A useful rule of thumb: if the thing you want to record has a duration and a place in the request's path, it's a span (or an event on a span). If it's a count or a gauge over time, it's a metric. If it's a point-in-time message, it's a log. See
../metrics/README.mdand../logging/README.mdfor the sibling disciplines.
Code Examples¶
All examples use OpenTelemetry and the same toy scenario: handle a "checkout" request, which loads a cart and charges a payment. We export to the console so you can see the spans without setting up a backend.
Python¶
# pip install opentelemetry-sdk opentelemetry-api
from opentelemetry import trace
from opentelemetry.sdk.trace import TracerProvider
from opentelemetry.sdk.trace.export import SimpleSpanProcessor, ConsoleSpanExporter
# One-time setup: where do spans go? Here, the console.
provider = TracerProvider()
provider.add_span_processor(SimpleSpanProcessor(ConsoleSpanExporter()))
trace.set_tracer_provider(provider)
tracer = trace.get_tracer("checkout") # your first tracer
def load_cart(user_id: int) -> list[str]:
with tracer.start_as_current_span("db.load_cart") as span:
span.set_attribute("user.id", user_id)
return ["book", "pen"] # pretend DB call
def charge(user_id: int, amount: int) -> None:
with tracer.start_as_current_span("payment.charge") as span:
span.set_attribute("payment.amount", amount)
span.add_event("calling payment provider")
# pretend HTTP call to Stripe here
def checkout(user_id: int) -> None:
# The ROOT span — everything below nests under it automatically.

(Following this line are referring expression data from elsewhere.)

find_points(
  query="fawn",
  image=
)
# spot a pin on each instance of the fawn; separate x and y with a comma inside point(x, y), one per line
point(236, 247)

with tracer.start_as_current_span("checkout") as span:
span.set_attribute("user.id", user_id)
items = load_cart(user_id)
charge(user_id, amount=len(items) * 500)
if __name__ == "__main__":
checkout(user_id=42)
Run it. You'll see three JSON span objects printed. Look for trace_id — it's identical across all three. Look for parent_id — db.load_cart and payment.charge both point at checkout's span ID. The tree is right there in the output.
Go¶
// go get go.opentelemetry.io/otel \
// go.opentelemetry.io/otel/sdk/trace \
// go.opentelemetry.io/otel/exporters/stdout/stdouttrace
package main
import (
"context"
"go.opentelemetry.io/otel"
"go.opentelemetry.io/otel/attribute"
"go.opentelemetry.io/otel/exporters/stdout/stdouttrace"
sdktrace "go.opentelemetry.io/otel/sdk/trace"
)
func main() {
exporter, _ := stdouttrace.New(stdouttrace.WithPrettyPrint())

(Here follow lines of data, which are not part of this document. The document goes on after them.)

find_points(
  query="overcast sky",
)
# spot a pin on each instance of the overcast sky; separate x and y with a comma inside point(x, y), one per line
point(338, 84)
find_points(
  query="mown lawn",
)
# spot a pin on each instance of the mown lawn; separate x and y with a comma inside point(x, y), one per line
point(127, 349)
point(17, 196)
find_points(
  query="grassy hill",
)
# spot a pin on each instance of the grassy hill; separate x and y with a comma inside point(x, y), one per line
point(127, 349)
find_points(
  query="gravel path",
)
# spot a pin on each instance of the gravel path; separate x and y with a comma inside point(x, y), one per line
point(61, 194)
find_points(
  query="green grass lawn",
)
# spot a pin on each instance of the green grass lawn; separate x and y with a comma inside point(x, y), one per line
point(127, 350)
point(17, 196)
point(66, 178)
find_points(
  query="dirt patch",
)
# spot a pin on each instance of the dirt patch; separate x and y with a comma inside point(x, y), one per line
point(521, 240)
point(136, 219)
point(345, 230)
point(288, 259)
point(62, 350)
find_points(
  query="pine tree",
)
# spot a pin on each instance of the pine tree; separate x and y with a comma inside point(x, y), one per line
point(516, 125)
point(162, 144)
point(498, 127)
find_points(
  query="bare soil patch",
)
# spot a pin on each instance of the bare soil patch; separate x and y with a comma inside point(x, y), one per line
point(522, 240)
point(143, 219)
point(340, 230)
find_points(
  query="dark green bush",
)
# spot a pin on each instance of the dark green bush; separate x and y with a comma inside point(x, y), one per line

tp := sdktrace.NewTracerProvider(sdktrace.WithBatcher(exporter))
defer tp.Shutdown(context.Background()) // flush spans on exit
otel.SetTracerProvider(tp)
tracer := otel.Tracer("checkout")
checkout(context.Background(), tracer, 42)
}
func checkout(ctx context.Context, tracer trace.Tracer, userID int) {
ctx, span := tracer.Start(ctx, "checkout") // root span
defer span.End()
span.SetAttributes(attribute.Int("user.id", userID))

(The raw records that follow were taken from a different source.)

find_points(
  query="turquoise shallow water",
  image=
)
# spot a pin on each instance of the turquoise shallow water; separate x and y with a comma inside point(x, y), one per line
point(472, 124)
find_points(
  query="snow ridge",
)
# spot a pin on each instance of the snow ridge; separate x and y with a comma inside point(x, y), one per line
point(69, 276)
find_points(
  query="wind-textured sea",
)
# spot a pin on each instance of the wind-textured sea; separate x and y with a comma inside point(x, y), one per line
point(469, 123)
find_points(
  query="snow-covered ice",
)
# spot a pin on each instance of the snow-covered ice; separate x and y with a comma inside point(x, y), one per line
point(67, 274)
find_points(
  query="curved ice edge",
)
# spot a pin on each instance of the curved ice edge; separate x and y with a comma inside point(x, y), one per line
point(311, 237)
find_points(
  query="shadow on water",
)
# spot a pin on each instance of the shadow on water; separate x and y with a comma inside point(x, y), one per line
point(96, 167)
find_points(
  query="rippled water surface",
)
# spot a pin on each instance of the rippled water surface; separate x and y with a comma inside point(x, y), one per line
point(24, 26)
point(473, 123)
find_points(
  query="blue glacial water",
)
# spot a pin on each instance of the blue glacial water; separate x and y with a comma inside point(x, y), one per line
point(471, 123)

loadCart(ctx, tracer, userID)
charge(ctx, tracer, 1000)
}
func loadCart(ctx context.Context, tracer trace.Tracer, userID int) {
_, span := tracer.Start(ctx, "db.load_cart") // child: ctx carries the parent
defer span.End()
span.SetAttributes(attribute.Int("user.id", userID))
}
func charge(ctx context.Context, tracer trace.Tracer, amount int) {
_, span := tracer.Start(ctx, "payment.charge")
defer span.End()
span.AddEvent("calling payment provider")
span.SetAttributes(attribute.Int("payment.amount", amount))
}
The crucial detail in Go: tracer.Start(ctx, ...) returns a new ctx that carries the span. You pass that ctx down. The child knows its parent because the parent is hidden inside the context.Context. Pass the wrong ctx (or context.Background()), and the child becomes an orphan root. This is the single most common Go tracing bug — more in middle.md.
Java¶
// build.gradle: implementation 'io.opentelemetry:opentelemetry-api'
// implementation 'io.opentelemetry:opentelemetry-sdk'
// implementation 'io.opentelemetry:opentelemetry-exporter-logging'
import io.opentelemetry.api.OpenTelemetry;
import io.opentelemetry.api.common.AttributeKey;
import io.opentelemetry.api.trace.Span;
import io.opentelemetry.api.trace.Tracer;
import io.opentelemetry.context.Scope;
import io.opentelemetry.exporter.logging.LoggingSpanExporter;
import io.opentelemetry.sdk.OpenTelemetrySdk;
import io.opentelemetry.sdk.trace.SdkTracerProvider;
import io.opentelemetry.sdk.trace.export.SimpleSpanProcessor;
public class Checkout {
static final OpenTelemetry otel = OpenTelemetrySdk.builder()
.setTracerProvider(SdkTracerProvider.builder()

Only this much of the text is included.